To monitor that, successive pressure gauges, both water and air, were placed at intervals down the length of the fuselage. By the time everything was ready, the RHIBs had to be pulled from the water because they could either handle the waves or be useful, but they couldn’t do both.

The five motor life boats had become ten, and those could ride out a hurricane. Commander Davidson ordered those to pull back as well.

The sun had set hours before and the searchlights of the three cutters made the sea look even worse than he knew it was.

Commander Davidson inspected the situation carefully from his command bridge. Air, water, and power lines ran from the USCG Bear out to Air Force One.

The Northland and Harriet Lane had upped anchor to ease the brutal ride rather than constantly jerking against their anchor chains.

“Station keeping,” he ordered the helmsman to keep them exactly where they were, then raised the Bear’s anchor. When everything was squared away, he gave the command.

“Let’s do it.
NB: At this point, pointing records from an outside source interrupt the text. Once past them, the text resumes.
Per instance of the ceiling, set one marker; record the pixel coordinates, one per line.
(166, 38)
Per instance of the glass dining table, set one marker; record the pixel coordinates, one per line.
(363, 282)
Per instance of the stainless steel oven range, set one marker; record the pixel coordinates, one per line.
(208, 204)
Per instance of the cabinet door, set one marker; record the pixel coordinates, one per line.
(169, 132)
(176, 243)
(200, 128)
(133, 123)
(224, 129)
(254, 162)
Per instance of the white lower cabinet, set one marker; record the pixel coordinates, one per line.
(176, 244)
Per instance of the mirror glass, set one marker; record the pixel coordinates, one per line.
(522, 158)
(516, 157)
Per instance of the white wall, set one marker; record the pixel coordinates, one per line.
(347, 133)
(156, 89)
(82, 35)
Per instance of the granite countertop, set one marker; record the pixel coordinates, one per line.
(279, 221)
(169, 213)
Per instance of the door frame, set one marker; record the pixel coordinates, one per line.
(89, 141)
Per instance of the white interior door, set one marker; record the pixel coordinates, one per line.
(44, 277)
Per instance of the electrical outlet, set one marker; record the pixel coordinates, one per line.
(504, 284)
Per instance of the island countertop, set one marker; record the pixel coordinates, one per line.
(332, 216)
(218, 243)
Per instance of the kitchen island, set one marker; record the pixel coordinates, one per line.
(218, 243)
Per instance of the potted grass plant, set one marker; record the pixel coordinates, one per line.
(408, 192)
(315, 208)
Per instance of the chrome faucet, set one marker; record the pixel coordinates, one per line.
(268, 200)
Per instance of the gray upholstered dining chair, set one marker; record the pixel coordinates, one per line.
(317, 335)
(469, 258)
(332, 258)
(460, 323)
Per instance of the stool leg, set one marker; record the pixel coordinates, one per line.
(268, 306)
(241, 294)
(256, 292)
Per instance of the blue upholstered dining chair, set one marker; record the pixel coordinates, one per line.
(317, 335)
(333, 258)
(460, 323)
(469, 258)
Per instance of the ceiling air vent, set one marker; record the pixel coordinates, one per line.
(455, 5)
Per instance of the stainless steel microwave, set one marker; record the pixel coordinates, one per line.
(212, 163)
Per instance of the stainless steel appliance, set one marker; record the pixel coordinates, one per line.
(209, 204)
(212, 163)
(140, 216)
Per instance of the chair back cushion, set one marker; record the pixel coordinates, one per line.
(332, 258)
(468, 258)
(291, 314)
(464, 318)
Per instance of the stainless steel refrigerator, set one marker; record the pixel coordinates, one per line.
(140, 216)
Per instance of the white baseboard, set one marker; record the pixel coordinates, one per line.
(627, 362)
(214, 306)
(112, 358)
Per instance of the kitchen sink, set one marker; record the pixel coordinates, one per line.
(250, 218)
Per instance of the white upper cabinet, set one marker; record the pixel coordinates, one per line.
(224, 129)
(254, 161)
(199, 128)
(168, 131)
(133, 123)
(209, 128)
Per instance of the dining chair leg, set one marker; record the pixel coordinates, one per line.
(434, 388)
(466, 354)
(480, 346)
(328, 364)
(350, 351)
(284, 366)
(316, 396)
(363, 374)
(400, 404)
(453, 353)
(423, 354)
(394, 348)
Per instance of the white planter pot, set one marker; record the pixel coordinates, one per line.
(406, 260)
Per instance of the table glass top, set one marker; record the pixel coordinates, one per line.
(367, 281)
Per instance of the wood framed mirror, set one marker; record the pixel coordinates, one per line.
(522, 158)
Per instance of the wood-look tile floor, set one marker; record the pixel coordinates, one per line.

Start the pumps.”

He’d thought that the crisis of his command would be the rescue and body recovery. Now he glanced aloft at the blinking lights of the few news helos braving the storm and wondered what they’d say if he got Air Force One to the surface and then lost her to the depths.

40

Already lightened by the removal of the fuel, Air Force One was shifting several degrees each way as the waves washed by her tail.